Training large models across multiple GPUs is a common bottleneck, and Hugging Face Accelerate is the go-to library for making this seamless.
Let’s see Accelerate in action. Imagine you have a script train.py that trains a simple BERT model for sequence classification.
# train.py
import torch
from torch.optim import AdamW
from transformers import BertForSequenceClassification, BertTokenizer
from accelerate import Accelerator
from datasets import load_dataset
# 1. Initialize Accelerator
accelerator = Accelerator()
# 2. Load data and model
dataset = load_dataset("glue", "sst2")
tokenizer = BertTokenizer.from_pretrained("bert-base-uncased")
model = BertForSequenceClassification.from_pretrained("bert-base-uncased", num_labels=2)
optimizer = AdamW(model.parameters(), lr=1e-5)
# Preprocess data
def preprocess_function(examples):
return tokenizer(examples["sentence"], truncation=True, padding="max_length", max_length=128)
tokenized_datasets = dataset.map(preprocess_function, batched=True)
train_dataset = tokenized_datasets["train"].shuffle(seed=42).remove_columns(["sentence", "idx"])
train_dataset.set_format("torch")
# 3. Prepare everything with Accelerator
model, optimizer, train_loader = accelerator.prepare(
model, optimizer, torch.utils.data.DataLoader(train_dataset, batch_size=8, shuffle=True)
)
# Training loop
for epoch in range(3):
model.train()
for batch in train_loader:
outputs = model(**batch)
loss = outputs.loss
accelerator.backward(loss)
optimizer.step()
optimizer.zero_grad()
if accelerator.is_main_process:
print(f"Epoch {epoch}, Loss: {loss.item():.4f}")
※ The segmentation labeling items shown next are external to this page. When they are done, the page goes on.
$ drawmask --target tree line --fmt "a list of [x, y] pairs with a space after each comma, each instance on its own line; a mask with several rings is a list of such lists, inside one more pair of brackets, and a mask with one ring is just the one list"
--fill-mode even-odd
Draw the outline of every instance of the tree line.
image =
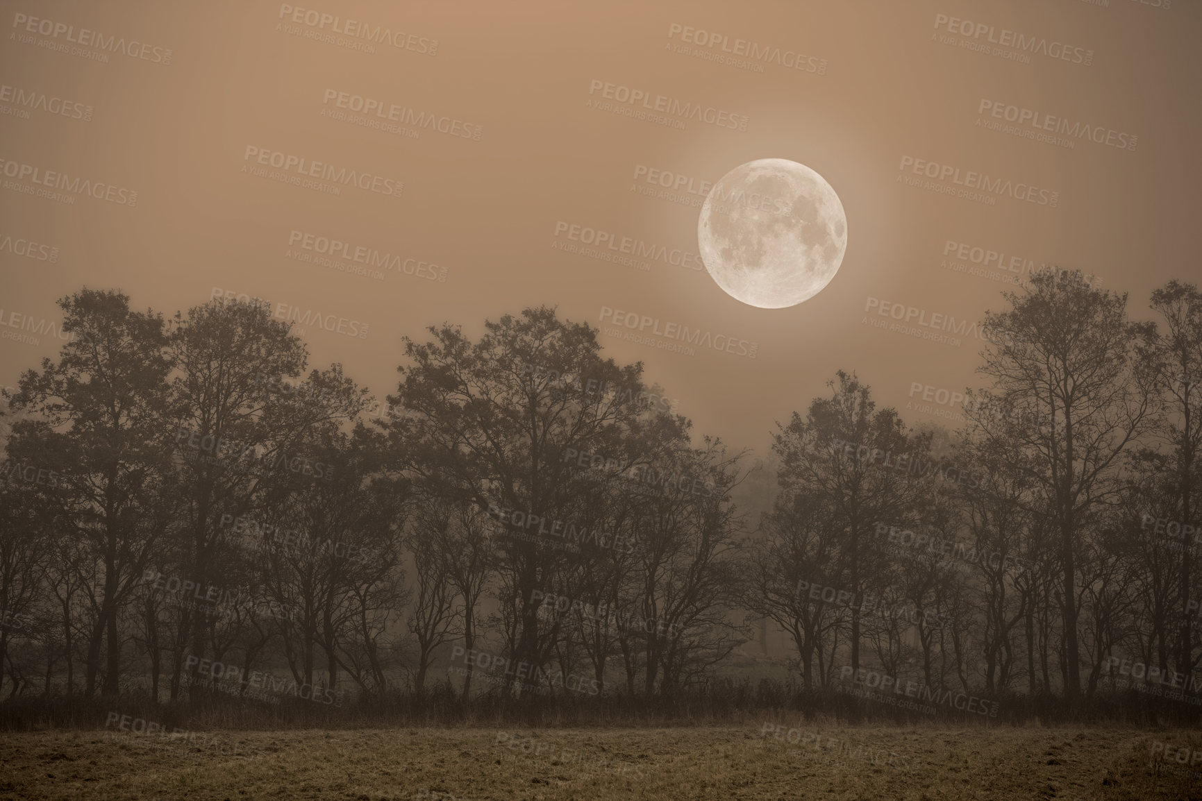
[[6, 393], [0, 688], [671, 699], [767, 620], [805, 693], [1192, 693], [1202, 293], [1004, 298], [963, 426], [839, 371], [743, 509], [748, 454], [554, 309], [404, 337], [380, 404], [261, 301], [84, 288]]

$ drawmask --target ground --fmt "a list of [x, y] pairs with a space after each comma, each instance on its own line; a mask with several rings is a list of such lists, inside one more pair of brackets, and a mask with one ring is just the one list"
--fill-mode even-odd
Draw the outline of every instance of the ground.
[[0, 799], [1202, 799], [1196, 731], [779, 725], [163, 735], [124, 721], [0, 735]]

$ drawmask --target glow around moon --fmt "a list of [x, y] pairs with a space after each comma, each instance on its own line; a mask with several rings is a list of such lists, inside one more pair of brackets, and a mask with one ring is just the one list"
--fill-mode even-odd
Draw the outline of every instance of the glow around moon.
[[796, 306], [831, 282], [847, 217], [831, 185], [787, 159], [758, 159], [714, 184], [697, 220], [706, 269], [737, 300]]

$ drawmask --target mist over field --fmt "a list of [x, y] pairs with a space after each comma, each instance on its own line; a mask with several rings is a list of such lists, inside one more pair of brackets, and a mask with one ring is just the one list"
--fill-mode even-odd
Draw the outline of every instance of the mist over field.
[[0, 799], [1202, 794], [1202, 7], [0, 20]]

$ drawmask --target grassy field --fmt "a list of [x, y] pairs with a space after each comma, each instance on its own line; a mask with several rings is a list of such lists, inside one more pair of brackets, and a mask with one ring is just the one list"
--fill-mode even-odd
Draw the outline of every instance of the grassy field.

if accelerator.is_main_process:
print("Training finished!")
To run this script on a single GPU, you’d normally just do python train.py. But to scale it, you use the accelerate command:
accelerate launch train.py
This single command orchestrates the distributed training. Accelerate handles the complexities of data parallelism, gradient synchronization, and device placement under the hood. You don’t need to manually wrap your model with DistributedDataParallel or manage communication primitives.
The core of Accelerate’s magic lies in the Accelerator object. When you initialize it, it detects your hardware setup (GPUs, TPUs, CPUs) and configures itself accordingly. The accelerator.prepare() method is where the heavy lifting happens. It takes your PyTorch model, optimizer, and data loaders and wraps them in a way that’s compatible with distributed training. For data parallelism, it automatically wraps your model with DistributedDataParallel (or the equivalent for TPUs) and handles moving batches to different devices.
The accelerator.backward(loss) call replaces the standard loss.backward(). This version correctly handles gradient synchronization across all processes, ensuring that each GPU’s gradients are averaged before the optimizer step. This is crucial for maintaining consistent model updates across all replicas.
The accelerator.is_main_process check is used to prevent redundant operations, like printing to the console or saving checkpoints, from occurring multiple times on each process. Only the main process (usually rank 0) performs these actions.
The real power comes when you configure Accelerate for multi-GPU. After installing Accelerate (pip install accelerate), you run accelerate config. This interactive script asks you questions about your environment:
- Do you want to use mixed precision? (e.g.,
fp16) - How many processes? (e.g.,
2for two GPUs) - Which machine type? (
multi-GPUorsingle-GPU) - Which deep learning framework? (
pytorch)
Once configured, Accelerate saves a default_config.yaml file. For example, a multi-GPU setup might look like this:
compute_environment: LOCAL_MACHINE
distributed_type: MULTI_GPU
downcast_bf16: 'no'
gpu_ids: all
machine_rank: 0
main_process_ip: 127.0.0.1
main_process_port: 29500
mixed_precision: fp16
num_machines: 1
num_processes: 2
use_cpu: false
Now, accelerate launch train.py will automatically use this configuration, distributing the training across the specified number of GPUs with the chosen precision.
What most users don’t realize is that accelerator.prepare also handles device placement. You don’t need to manually call .to(accelerator.device) on your model, optimizer, or data tensors. Accelerate takes care of moving everything to the correct device for each process. This significantly simplifies your training code, allowing you to write a single script that works out-of-the-box for single-GPU, multi-GPU, and even TPU training with minimal or no modifications.
The next step in scaling might involve exploring DeepSpeed or FSDP integration, which Accelerate also supports through its configuration.